As mentioned above, though, this signature container is not a CAdES container. Thus, your PDF signatures won't be true PAdES signature (baseline or extended profiles) but at best ISO 32000-1 compatibility PAdES signatures.

The problem in your test code based on the above

Your Client method createSignedData looks like this:

public byte[] createSignedData(byte[] sh)
{
    string dire = Directory.GetParent(Directory.GetParent(Directory.GetCurrentDirectory()).ToString()).ToString();
    string PROPERTIES = dire + "\\resources\\signkey.properties";
    Properties properties = new Properties();
    properties.Load(new FileStream(PROPERTIES, FileMode.Open, FileAccess.Read));
    String path = properties.GetProperty("PRIVATE");
    char[] pass = properties.GetProperty("PASSWORD").ToCharArray();
    string alias = null;
    Pkcs12Store pk12;
    pk12 = new Pkcs12Store(new FileStream(path, FileMode.Open, FileAccess.Read), pass);
    foreach (var a in pk12.Aliases)
    {
        alias = ((string)a);
        if (pk12.IsKeyEntry(alias))
            break;
    }

    ICipherParameters pk = pk12.GetKey(alias).Key;
    IExternalSignature pks = new PrivateKeySignature(pk, DigestAlgorithms.SHA256);
    byte[] data = pks.Sign(sh);
    return data;

}

Unfortunately PrivateKeySignature.Sign expects the message to sign in the sh parameter and in particular first hashes it. In your use case on the other hand sh already is the hash of the message to sign. Thus, you effectively hash twice where you should hash but once.

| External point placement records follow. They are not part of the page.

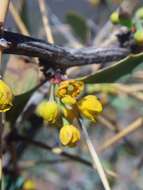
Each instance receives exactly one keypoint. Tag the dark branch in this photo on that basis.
(60, 56)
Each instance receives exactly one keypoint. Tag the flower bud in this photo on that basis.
(138, 36)
(90, 107)
(49, 111)
(114, 18)
(70, 113)
(68, 90)
(139, 13)
(69, 135)
(6, 97)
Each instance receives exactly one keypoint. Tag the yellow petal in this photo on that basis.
(65, 135)
(68, 100)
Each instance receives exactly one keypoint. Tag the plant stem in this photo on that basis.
(96, 161)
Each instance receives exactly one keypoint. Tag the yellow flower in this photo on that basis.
(70, 113)
(6, 97)
(68, 90)
(114, 18)
(90, 106)
(49, 111)
(29, 185)
(69, 135)
(138, 36)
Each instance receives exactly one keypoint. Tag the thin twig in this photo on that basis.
(44, 13)
(18, 19)
(3, 12)
(96, 161)
(58, 55)
(116, 138)
(76, 158)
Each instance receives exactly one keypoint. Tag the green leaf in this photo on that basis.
(78, 25)
(115, 71)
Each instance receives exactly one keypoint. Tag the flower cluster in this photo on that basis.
(70, 106)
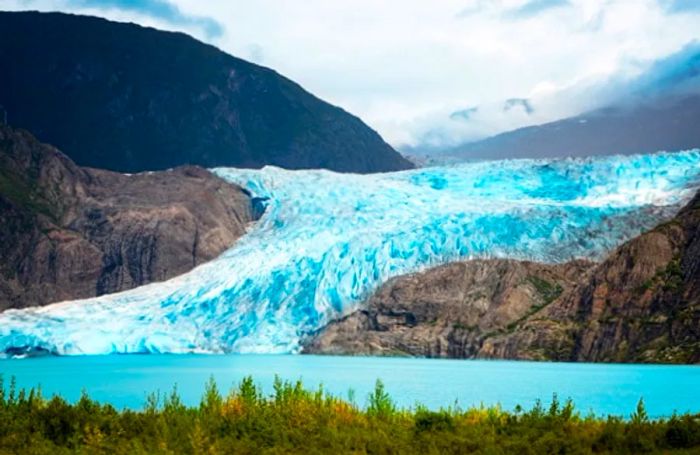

You can fix this by replacing

IExternalSignature pks = new PrivateKeySignature(pk, DigestAlgorithms.SHA256);
byte[] data = pks.Sign(sh);

in the code above by

StaticDigest digest = new StaticDigest();
digest.AlgorithmName = "SHA-256";
digest.Digest = sh;
RsaDigestSigner signer = new RsaDigestSigner(digest);
signer.Init(true, pk);
byte[] data = signer.GenerateSignature();

Here StaticDigest is the following helper class:

public class StaticDigest : IDigest
{
    public string AlgorithmName { get; set; }
    public byte[] Digest { get; set; }

    public void BlockUpdate(byte[] input, int inOff, int length)
    { }

    public int DoFinal(byte[] output, int outOff)
    {
        Array.Copy(Digest, 0, output, outOff, Digest.Length);
        return Digest.Length;
    }

    public int GetByteLength()
    {
        return 64;
    }

    public int GetDigestSize()
    {
        return Digest.Length;
    }

    public void Reset()
    { }

    public void Update(byte input)
    { }
}

After this change your test project returns mathematically valid signatures.